In spite of his being an immigrant in a community of old, often rancorous ante-bellum families, he had won, by his dignity and temperance, a position of great respect in Stonemont and had held, since before I can remember, a seat on the town council. He was a very short man with a plump, firm belly and a stern but sensitive big-featured face. He used to walk about the streets of Stonemont, winter and summer, in a black serge suit and a faded and fraying Panama hat, carrying an old-fashioned Malacca cane with a gold head.
He loved horses. I can remember, with a sudden warm pang of affection, his face as he sat beside me in the show pavilion at the county fair when the draft horses were being judged, watching the huge old Percheron stallions with that humble, radiant look, so selfless and genuine, of a man absorbed in something he loves. As a boy he had worked in his father’s rendering concern in Liverpool, and in those days, long before automobiles, their delivery wagons had been drawn by teams of Clydesdales. It had been his job to care for them. “I groomed them night and morning,” he told me countless times, “and kept their manes and tails braided up in red ribbons the year round.

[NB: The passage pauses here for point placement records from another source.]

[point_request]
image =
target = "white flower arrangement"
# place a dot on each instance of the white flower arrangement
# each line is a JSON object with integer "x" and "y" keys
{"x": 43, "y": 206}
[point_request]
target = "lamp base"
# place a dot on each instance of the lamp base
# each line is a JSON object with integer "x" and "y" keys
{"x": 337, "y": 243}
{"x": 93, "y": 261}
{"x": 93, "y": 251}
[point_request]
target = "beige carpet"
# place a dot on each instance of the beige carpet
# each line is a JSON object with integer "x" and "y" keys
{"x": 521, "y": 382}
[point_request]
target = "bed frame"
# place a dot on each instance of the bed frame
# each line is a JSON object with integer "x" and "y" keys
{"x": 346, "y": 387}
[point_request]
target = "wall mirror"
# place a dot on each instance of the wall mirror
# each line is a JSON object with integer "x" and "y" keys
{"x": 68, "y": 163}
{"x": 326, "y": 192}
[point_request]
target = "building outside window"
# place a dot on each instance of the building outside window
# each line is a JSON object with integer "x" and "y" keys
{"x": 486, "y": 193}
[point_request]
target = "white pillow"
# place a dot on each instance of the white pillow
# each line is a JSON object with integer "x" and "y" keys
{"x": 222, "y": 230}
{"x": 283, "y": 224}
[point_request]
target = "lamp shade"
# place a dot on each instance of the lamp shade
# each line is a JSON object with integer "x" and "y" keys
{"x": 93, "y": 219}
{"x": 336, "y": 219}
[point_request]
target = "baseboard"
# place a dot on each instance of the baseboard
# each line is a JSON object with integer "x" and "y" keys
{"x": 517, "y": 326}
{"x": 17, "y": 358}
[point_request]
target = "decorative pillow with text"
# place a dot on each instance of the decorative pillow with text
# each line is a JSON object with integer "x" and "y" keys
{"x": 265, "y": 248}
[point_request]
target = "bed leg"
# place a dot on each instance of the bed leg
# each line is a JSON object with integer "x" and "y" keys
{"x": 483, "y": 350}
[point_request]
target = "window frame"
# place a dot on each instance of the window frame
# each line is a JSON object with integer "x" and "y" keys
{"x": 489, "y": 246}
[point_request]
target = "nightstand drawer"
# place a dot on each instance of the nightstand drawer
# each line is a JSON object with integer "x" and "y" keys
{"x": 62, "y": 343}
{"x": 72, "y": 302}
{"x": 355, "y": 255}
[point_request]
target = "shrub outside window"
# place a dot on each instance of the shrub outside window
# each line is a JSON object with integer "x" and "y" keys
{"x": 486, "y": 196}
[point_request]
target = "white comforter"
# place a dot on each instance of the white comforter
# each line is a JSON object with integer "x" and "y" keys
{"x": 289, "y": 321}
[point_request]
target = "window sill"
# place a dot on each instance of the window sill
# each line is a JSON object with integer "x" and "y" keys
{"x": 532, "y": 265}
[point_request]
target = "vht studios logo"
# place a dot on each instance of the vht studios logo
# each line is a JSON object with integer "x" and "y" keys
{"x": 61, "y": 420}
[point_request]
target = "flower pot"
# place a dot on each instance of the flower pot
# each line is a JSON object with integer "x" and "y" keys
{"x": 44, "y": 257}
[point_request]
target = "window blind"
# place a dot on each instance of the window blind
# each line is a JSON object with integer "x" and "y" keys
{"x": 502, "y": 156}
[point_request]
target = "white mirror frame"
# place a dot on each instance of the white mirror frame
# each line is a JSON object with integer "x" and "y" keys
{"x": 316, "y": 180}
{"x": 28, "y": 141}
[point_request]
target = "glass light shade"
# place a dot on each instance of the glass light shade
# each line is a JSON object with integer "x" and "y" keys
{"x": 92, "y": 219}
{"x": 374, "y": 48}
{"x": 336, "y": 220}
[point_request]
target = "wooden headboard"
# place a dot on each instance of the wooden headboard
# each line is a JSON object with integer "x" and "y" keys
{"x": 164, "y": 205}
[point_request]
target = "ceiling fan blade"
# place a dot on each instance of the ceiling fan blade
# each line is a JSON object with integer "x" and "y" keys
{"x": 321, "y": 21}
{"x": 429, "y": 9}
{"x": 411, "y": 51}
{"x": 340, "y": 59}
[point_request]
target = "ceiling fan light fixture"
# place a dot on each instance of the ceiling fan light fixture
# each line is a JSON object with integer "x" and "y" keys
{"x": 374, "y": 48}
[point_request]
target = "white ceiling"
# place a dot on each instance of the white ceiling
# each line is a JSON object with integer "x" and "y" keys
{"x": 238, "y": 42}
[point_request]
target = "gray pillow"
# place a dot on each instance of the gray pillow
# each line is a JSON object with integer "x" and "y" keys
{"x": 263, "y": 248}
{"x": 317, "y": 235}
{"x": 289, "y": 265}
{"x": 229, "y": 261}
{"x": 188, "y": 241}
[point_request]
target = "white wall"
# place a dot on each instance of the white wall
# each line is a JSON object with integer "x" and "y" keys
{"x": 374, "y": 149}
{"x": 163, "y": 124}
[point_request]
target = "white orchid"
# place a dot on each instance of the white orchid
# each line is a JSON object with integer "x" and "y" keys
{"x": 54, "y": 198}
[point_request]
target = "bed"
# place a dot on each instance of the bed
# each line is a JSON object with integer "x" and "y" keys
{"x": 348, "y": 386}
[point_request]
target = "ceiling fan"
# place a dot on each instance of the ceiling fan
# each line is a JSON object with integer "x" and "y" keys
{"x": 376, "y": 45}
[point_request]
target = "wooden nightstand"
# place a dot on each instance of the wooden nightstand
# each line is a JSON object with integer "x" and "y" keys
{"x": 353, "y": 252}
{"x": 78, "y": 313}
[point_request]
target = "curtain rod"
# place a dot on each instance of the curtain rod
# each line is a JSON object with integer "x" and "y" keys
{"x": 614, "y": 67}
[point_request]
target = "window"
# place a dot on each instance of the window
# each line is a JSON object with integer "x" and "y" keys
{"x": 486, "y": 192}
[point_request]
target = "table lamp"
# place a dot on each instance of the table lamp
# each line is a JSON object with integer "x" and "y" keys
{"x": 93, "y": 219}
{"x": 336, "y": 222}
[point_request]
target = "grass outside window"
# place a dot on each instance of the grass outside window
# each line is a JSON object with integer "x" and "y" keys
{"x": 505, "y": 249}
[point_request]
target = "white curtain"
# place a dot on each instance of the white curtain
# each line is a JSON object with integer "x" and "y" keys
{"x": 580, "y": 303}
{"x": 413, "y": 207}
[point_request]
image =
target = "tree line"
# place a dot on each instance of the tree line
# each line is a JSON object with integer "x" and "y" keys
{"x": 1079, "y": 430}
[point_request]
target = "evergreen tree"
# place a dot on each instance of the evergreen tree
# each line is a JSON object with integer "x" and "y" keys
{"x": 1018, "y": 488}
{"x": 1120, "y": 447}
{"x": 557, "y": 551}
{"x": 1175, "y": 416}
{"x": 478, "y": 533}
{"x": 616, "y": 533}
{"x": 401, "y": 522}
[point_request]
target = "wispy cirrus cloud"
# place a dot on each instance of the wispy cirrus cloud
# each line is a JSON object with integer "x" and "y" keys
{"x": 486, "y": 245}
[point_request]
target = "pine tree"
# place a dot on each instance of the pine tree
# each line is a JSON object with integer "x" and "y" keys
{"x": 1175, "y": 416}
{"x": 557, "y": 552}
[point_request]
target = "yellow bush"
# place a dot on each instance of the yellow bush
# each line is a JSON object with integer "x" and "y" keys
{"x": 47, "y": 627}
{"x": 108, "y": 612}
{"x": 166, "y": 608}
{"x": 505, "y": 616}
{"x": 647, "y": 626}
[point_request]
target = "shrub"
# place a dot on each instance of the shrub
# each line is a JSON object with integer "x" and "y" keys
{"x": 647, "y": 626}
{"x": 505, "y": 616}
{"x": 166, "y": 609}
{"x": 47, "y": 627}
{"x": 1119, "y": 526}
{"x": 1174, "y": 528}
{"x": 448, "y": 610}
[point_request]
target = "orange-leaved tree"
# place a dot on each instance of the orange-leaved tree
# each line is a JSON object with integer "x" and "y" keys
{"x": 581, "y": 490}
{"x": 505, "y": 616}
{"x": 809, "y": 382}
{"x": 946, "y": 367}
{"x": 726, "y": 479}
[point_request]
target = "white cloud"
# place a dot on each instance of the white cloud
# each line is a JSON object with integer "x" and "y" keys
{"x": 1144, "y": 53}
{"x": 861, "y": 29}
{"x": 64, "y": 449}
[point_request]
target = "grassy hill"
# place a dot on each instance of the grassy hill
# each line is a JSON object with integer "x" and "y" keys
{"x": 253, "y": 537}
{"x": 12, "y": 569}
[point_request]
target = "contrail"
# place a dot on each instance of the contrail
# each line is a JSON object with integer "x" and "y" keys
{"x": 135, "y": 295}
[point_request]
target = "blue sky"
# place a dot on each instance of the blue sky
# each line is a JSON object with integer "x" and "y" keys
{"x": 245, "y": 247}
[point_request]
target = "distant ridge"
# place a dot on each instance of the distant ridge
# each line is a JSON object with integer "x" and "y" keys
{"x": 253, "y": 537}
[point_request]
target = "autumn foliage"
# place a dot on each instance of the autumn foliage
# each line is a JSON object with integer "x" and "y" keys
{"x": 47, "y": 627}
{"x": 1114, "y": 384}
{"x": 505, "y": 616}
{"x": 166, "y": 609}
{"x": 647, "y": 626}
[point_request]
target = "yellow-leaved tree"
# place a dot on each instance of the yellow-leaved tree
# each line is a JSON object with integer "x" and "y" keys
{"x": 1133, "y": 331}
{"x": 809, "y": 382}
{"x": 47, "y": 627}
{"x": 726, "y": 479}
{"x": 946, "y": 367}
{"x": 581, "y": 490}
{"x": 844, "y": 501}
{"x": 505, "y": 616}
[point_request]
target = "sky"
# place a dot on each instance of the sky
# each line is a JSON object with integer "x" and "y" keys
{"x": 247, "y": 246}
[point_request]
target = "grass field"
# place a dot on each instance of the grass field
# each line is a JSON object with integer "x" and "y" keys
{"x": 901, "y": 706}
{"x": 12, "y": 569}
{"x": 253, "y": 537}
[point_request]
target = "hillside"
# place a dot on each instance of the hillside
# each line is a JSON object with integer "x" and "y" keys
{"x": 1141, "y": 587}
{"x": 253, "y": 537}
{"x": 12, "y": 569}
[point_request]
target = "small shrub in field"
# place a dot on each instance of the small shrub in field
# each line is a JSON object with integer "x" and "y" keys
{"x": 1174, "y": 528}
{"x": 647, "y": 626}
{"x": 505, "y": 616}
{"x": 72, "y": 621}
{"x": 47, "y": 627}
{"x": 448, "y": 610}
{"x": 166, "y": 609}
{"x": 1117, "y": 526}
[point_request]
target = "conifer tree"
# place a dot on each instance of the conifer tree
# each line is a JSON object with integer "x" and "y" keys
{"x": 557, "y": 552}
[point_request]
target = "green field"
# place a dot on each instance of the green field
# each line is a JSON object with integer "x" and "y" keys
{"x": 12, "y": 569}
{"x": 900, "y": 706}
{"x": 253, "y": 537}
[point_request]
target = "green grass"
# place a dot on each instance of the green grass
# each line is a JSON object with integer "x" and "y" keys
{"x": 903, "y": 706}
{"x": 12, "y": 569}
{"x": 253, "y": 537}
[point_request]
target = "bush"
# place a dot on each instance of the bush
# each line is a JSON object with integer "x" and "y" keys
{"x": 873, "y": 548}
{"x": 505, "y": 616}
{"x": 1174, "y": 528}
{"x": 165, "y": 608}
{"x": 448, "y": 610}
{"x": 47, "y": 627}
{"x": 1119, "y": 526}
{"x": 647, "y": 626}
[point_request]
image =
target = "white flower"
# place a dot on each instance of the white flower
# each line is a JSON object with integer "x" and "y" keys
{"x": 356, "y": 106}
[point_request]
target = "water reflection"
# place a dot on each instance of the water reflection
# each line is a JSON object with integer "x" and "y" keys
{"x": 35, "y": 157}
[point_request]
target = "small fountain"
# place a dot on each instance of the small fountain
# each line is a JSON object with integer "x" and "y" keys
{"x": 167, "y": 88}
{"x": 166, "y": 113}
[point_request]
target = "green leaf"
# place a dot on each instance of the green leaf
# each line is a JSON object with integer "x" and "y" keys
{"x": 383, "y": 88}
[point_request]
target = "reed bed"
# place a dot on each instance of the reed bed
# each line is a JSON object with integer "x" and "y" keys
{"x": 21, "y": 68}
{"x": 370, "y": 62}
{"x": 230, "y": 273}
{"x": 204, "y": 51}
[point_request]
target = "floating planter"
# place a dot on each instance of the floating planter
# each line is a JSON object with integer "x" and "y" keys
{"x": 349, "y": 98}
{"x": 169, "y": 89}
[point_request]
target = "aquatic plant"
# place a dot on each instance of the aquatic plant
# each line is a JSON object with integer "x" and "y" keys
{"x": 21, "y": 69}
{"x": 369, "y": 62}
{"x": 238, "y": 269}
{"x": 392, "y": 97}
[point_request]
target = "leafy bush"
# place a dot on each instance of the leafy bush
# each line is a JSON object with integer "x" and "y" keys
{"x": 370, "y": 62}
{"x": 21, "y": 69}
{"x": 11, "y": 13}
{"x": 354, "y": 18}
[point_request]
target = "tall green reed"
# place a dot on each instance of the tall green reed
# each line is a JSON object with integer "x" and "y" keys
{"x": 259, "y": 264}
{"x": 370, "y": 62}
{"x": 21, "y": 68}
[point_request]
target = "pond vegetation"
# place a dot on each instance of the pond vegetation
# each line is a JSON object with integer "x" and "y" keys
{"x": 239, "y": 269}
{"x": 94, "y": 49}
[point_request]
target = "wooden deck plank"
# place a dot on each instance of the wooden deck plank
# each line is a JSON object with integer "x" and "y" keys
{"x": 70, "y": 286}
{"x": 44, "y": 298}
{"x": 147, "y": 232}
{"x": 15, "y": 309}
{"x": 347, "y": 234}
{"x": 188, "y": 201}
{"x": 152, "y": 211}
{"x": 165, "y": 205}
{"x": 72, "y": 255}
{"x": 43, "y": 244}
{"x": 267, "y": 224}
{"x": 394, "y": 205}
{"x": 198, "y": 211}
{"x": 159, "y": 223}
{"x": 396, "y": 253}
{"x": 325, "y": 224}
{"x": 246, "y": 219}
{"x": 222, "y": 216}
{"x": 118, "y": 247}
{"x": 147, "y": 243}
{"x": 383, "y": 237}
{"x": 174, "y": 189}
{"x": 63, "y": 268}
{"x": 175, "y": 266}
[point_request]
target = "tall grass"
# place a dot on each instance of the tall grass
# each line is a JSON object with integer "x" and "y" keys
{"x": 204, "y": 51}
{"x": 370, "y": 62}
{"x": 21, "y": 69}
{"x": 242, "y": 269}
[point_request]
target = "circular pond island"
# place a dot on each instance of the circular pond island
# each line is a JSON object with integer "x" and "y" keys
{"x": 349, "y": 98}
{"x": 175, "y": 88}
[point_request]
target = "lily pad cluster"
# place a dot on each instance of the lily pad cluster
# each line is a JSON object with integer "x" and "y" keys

It was a job, too—Liverpool is a dirty city. Ah, you should have seen them—stepping along over the cobbles with their great feet, all the brass shining on their harnesses. It was a lovely sight!”
He taught me to love them, too; perhaps the capacity to love them was there already, but he showed me what was beautiful in them, and he taught me, most important of all, the great patience with which one must learn to love things truly. On my twelfth birthday he bought me one of my own, a little strawberry mare which he managed to buy very cheaply, because of a blind eye, at a county auction. I think that was the happiest birthday of my life. I stabled her at a farm just outside the town and paid for her keep with money that I earned delivering magazines, mowing lawns and fruit picking. I became a fine rider, and from that birthday onward I entered the jousting championships every year at the county fair.